Au cœur de la Casamance, une opération militaire d’envergure a été menée début mai par les forces sénégalaises, appuyées par des chiens renifleurs. Son objectif ? Détruire les vastes champs de cannabis qui alimentent les dernières activités des rebelles du Mouvement des forces démocratiques de Casamance (MFDC). Une initiative qui s’inscrit dans un conflit vieux de plus de quatre décennies, bien que l’insurrection indépendantiste ait perdu de sa vigueur.
Cette intervention a ciblé la frontière gambienne, zone de repli historique des combattants du MFDC. Lancée depuis 1982, leur lutte pour l’indépendance de la région, séparée du reste du Sénégal par la Gambie, n’a jamais abouti à un contrôle territorial durable. Selon le colonel Cheikh Guèye, chef des armées dans la région de Ziguinchor, l’opération s’est déroulée « sans difficultés majeures » : 14 interpellations, la saisie d’armes de guerre et plus de six tonnes de cannabis ont été enregistrées.
Un mouvement rebelle en déclin face à l’armée renforcée
Le MFDC, autrefois redouté, traverse une phase critique. Affaibli par des pertes militaires répétées, il ne compte plus que des effectifs résiduels, incapables de recruter ou de compenser le vieillissement de ses combattants. L’armée sénégalaise, en revanche, a consolidé ses rangs et ses équipements, réduisant drastiquement la menace.
Plusieurs facteurs expliquent cette situation : une division profonde entre les factions politiques et militaires du mouvement, ainsi qu’un blocage des approvisionnements en armes, consécutif à la coopération accrue entre la Gambie et la Guinée-Bissau avec Dakar pour endiguer l’insécurité. La perte d’influence du MFDC auprès des communautés locales joue également un rôle clé. Autrefois porteur d’un espoir d’autonomie, le mouvement peine désormais à mobiliser la population, lasse de décennies de violences.
« Les habitants aspirent à la paix et rejettent massivement le MFDC », confie un acteur de la société civile casamançaise. « La lutte a nourri une désillusion profonde, et beaucoup ne croient plus en la cause indépendantiste, si ce n’est par habitude. »
Le cannabis, nouvelle menace à l’équilibre fragile
Si la rébellion a perdu de sa superbe, le trafic de drogue – notamment le chanvre indien – est devenu un enjeu majeur. Le Premier ministre Ousmane Sonko, originaire de Casamance, a souligné lors d’une visite à Ziguinchor que le MFDC n’a « jamais contrôlé un seul village en quarante ans ». Pour lui, l’heure n’est plus à l’indépendance, mais à la lutte contre cette économie illicite qui finance les groupes armés.
Les attaques récentes contre les forces de l’ordre illustrent cette réalité : trois militaires tués et six blessés dans une explosion accidentelle lors d’opérations anti-cannabis mi-mars, suivis d’un soldat tué et six autres blessés début mars. En novembre 2025, un soldat avait été libéré après sept mois de captivité. « Nous n’accepterons aucun compromis territorial, mais le vrai défi reste le trafic de cannabis », a martelé Sonko.

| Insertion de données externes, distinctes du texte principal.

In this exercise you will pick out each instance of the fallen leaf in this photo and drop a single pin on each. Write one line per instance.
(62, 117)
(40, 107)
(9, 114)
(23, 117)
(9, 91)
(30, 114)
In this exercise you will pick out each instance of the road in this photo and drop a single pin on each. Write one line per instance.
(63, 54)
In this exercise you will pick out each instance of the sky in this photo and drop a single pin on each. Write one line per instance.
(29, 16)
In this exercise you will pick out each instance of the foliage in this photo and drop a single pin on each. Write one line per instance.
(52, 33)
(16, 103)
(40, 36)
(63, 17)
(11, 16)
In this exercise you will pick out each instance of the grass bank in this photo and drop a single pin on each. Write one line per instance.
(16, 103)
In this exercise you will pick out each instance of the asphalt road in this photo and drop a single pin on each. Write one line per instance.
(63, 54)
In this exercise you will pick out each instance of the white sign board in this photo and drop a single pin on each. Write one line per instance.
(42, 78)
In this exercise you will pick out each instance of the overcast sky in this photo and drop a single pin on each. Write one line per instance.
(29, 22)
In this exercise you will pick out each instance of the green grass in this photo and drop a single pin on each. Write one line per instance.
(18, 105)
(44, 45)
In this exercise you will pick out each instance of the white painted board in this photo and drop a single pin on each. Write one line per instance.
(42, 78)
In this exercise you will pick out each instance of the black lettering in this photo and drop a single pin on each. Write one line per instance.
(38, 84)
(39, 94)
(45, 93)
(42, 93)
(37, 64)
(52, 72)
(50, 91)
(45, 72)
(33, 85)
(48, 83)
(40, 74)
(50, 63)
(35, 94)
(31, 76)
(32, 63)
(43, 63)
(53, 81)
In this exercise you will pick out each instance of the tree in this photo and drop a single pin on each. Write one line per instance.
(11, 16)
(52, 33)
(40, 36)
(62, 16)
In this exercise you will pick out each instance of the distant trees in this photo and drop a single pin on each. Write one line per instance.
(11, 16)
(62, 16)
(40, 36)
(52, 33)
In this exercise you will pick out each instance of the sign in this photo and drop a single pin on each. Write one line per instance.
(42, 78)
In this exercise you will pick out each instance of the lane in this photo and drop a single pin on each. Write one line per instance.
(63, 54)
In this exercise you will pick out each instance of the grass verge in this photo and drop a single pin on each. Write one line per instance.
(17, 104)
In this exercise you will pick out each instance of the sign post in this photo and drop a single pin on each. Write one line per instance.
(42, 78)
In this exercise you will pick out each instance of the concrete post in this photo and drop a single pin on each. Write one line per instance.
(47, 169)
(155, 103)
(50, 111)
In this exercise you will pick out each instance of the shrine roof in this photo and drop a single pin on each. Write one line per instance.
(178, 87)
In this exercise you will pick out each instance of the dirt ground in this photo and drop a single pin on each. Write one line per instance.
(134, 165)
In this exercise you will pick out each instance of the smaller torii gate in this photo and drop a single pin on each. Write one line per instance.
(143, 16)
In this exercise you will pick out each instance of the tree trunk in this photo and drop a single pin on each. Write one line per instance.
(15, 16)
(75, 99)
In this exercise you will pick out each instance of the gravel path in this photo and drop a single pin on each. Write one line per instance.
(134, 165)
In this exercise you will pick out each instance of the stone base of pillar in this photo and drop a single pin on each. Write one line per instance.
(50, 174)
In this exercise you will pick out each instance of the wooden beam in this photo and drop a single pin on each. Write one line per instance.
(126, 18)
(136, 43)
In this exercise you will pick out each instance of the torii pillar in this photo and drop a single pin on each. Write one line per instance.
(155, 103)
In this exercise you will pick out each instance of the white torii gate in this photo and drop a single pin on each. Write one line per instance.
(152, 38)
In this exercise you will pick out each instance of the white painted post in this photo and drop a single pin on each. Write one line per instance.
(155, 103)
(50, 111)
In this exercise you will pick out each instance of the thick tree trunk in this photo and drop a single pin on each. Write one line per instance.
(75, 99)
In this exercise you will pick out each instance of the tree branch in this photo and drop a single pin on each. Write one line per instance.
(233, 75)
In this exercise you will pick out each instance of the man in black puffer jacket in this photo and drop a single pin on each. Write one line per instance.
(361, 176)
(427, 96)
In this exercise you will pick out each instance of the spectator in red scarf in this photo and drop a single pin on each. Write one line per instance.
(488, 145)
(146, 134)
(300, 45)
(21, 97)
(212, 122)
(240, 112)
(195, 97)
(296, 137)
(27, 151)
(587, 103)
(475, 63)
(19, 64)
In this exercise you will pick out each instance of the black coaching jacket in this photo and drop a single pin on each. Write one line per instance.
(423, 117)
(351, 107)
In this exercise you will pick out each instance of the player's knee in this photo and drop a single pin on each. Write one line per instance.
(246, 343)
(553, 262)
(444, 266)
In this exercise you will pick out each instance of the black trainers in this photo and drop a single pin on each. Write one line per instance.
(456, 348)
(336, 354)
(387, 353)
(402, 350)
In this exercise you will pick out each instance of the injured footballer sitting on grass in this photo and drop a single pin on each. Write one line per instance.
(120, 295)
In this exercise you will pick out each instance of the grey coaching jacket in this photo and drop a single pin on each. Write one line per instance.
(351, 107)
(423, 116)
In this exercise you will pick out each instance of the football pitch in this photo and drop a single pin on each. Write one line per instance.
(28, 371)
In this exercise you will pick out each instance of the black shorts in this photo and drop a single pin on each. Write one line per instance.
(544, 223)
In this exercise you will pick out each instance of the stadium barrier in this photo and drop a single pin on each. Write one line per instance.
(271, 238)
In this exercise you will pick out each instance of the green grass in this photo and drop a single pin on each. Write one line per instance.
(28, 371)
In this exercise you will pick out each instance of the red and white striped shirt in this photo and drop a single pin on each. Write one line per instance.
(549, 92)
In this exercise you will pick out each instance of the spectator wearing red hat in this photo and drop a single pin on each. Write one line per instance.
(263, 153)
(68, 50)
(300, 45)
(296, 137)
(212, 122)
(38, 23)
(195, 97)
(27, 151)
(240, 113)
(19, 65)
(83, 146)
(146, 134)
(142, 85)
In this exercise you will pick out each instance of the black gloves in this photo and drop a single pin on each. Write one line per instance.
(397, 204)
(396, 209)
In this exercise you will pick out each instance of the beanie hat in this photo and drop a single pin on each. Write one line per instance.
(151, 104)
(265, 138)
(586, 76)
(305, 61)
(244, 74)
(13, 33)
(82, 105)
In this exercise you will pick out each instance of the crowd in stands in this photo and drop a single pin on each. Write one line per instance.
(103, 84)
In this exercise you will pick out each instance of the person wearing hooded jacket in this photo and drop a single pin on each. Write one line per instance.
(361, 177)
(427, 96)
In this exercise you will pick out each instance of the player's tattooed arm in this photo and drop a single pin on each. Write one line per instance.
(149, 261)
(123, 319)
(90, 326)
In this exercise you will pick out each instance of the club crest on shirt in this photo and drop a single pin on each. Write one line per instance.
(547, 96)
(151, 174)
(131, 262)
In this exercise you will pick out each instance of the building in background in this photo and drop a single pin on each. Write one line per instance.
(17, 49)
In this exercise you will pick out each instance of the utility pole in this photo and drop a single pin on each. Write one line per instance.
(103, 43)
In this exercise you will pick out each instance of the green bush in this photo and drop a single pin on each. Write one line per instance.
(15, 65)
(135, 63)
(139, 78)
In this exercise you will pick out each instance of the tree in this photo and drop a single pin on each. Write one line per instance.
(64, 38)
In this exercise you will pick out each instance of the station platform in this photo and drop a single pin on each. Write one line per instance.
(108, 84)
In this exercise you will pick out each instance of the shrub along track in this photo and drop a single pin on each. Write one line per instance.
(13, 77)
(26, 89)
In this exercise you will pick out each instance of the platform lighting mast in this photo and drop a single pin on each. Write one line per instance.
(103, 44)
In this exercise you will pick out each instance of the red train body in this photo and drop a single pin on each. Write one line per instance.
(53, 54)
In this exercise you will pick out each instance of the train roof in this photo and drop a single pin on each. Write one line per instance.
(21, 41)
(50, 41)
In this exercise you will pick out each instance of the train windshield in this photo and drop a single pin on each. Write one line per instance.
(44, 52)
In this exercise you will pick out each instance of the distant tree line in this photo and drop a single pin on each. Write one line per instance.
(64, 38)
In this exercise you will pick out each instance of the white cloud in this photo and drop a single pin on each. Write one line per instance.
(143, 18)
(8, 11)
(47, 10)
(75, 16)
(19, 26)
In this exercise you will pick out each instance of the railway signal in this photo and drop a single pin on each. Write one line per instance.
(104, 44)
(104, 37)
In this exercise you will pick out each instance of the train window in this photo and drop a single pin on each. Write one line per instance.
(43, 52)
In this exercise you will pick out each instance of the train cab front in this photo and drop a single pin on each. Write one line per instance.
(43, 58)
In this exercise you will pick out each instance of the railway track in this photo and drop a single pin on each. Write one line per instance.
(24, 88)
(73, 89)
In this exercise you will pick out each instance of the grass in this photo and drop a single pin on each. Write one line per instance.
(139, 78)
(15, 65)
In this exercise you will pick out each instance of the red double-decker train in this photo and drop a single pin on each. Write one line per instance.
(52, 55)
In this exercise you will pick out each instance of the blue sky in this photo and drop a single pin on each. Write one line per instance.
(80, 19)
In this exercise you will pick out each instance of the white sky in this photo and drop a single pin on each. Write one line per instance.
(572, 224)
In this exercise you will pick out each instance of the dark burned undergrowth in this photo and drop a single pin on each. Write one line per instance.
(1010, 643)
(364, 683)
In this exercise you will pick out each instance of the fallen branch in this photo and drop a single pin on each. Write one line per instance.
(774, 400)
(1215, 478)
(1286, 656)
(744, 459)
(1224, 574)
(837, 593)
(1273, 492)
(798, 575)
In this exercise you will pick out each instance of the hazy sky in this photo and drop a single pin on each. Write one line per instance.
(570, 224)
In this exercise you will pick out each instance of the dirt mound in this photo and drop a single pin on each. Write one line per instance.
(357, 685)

Le colonel Guèye précise que le « chanvre représente une manne financière pour les bandes armées », leur permettant de s’armer et de perpétuer des activités criminelles. Début mai, l’armée a visé le cœur de leur « économie de guerre », détruisant des cultures et des infrastructures logistiques.
Une région sous tension, entre espoirs de paix et défis persistants
Les zones frontalières, comme le Nord Sindian près de la Gambie, restent des foyers de tension. Leur isolement – forêts denses, absence de routes praticables – favorise les activités illicites. Les populations locales, souvent démunies, dépendent parfois de ces trafics pour survivre. Des témoignages révèlent même des demandes d’avis religieux pour légitimer la culture du cannabis.
Malgré quelques avancées, comme le dépôt partiel des armes par certaines factions, la paix reste précaire. Un accord signé en 2023 entre le gouvernement et une branche du MFDC a permis à des réfugiés de rentrer chez eux. Un autre compromis a été trouvé en 2025 avec une autre faction à Bissau, mais d’autres initiatives ont échoué. « La pacification est en marche, mais des éléments armés refusent encore de déposer les armes », rappelle une figure locale.
Pour l’heure, le Sénégal mise sur une stratégie double : renforcer la sécurité tout en offrant des alternatives économiques aux populations. Mais dans cette région meurtrie, le chemin vers une paix durable passe aussi par l’éradication d’un fléau qui nourrit les violences : le cannabis.